Pas besoin de la chercher sur le parquet de Danse avec les stars ! Elle n’y fera que quelques apparitions pendant la saison 13. À la demande de TF1, Fauve Hautot a en effet accepté d’intégrer le jury, aux côtés de Chris Marques, Jean-Marc Généreux et Mel Charlot. Il n’y aura donc pas de quatrième victoire consécutive pour celle qui s’est imposée en 2019, 2021 et 2022, avec Sami El Gueddari, Tayc et Billy Crawford. Mais, à 37 ans, « Fauvette » – comme l’appelle affectueusement Camille Combal – reste, avec Denitsa Ikonomova, la reine incontestée sur ce parquet. On se souvient encore de ce fox-trot avec Emmanuel Moire, lors de la troisième saison, sur la chanson, Sois tranquille, un hommage au frère jumeau disparu du chanteur. C’était en 2012, année de sa deuxième apparition dans l’émission et de sa première victoire…
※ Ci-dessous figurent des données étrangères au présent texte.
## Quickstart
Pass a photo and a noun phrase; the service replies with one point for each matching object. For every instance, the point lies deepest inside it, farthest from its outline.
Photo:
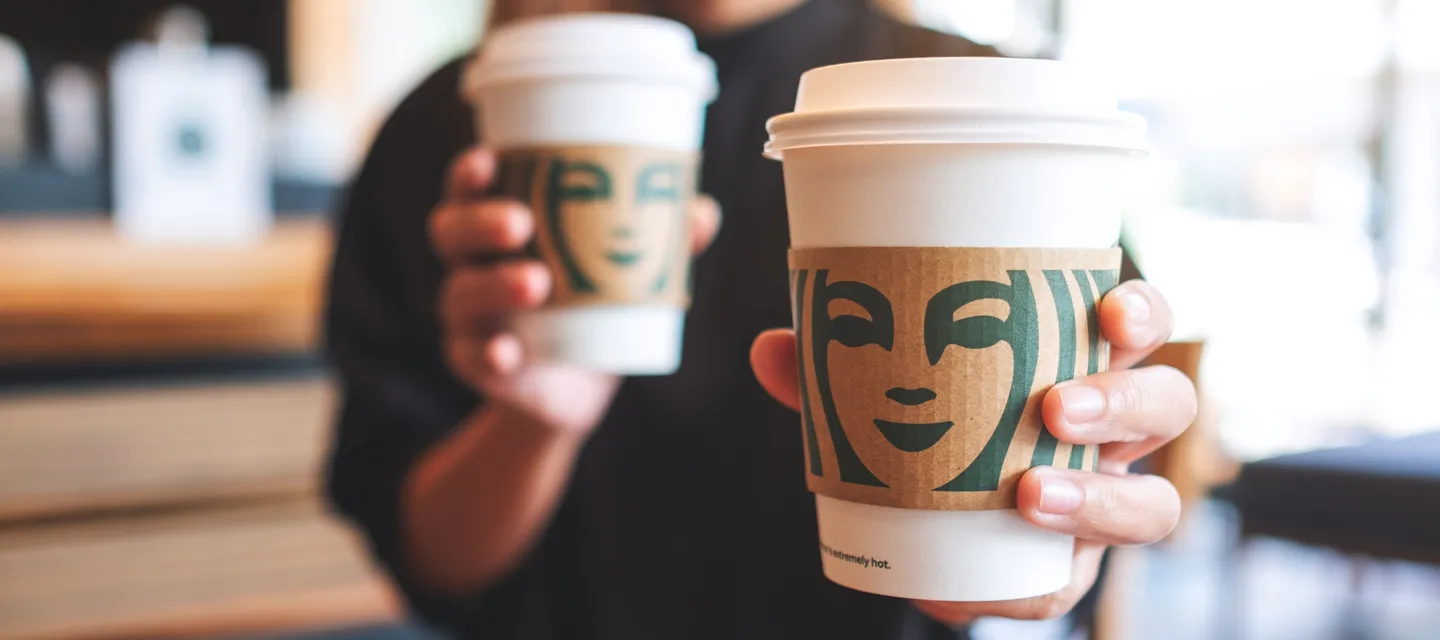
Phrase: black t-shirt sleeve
(382, 333)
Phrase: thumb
(772, 356)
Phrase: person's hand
(480, 294)
(1128, 411)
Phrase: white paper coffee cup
(602, 82)
(962, 152)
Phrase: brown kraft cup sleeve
(611, 222)
(922, 369)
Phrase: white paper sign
(190, 160)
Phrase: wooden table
(72, 290)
Désormais, Fauve Hautot fait quasiment partie des meubles. En treize ans, elle a séduit le public par sa gentillesse, par sa douceur, mais aussi par ce charisme qui en fait l’une des personnalités les plus appréciées du PAF. Mais la Française est aussi une chorégraphe hors pair, une main de fer dans un gant de velours, capable de bonifier ses partenaires et de les amener à se sublimer dès qu’ils se retrouvent sur la piste. Pourquoi avoir décidé de retourner de l’autre côté du miroir ? Nous avons téléphoné à Fauve pour le savoir. Elle a le tutoiement facile. Ponctue ses phrases de « tu vois » et « et cætera ». Mais elle reste d’une simplicité et d’une humilité incroyables. Où l’on découvre une femme pétrie de doutes qui ne poursuit qu’un seul objectif dans l’existence : devenir la meilleure personne possible, dans sa vie personnelle comme dans sa carrière.
OFF : Après une première expérience de 2015 à 2017, pourquoi avez accepté de revenir dans le jury de l’émission près de dix ans plus tard ?
Fauve Hautot : DALS est une émission que j’aime beaucoup, tout simplement parce que c’est la seule consacrée à la danse – ma passion depuis que je suis enfant. Mais, dans ma tête, il était clair qu’après ma saison avec Billy Crawford (ndlr. en 2022), j’avais fait mon temps en tant que danseuse et que je souhaitais faire autre chose. Pourtant, lorsqu’on m’a proposé d’être dans le jury, j’ai tout de suite dit oui. À chaque fois que je retourne dans cette émission, c’est pour y apprendre quelque chose! Or, la première fois, je ne m’étais pas sentie totalement légitime. J’avais 28 ans, j’avais moins de confiance… L’exercice s’est révélé difficile. Aujourd’hui, j’ai plus d’expérience, je connais mieux la définition de ce qu’est la danse pour moi. J’ai envie d’aborder cette aventure avec plus de sérénité et de trouver les mots justes pour raconter ce qu’il y a à l’intérieur de ma tête. À l’âge que j’ai, j’ai envie de ça : développer un propos sur la danse.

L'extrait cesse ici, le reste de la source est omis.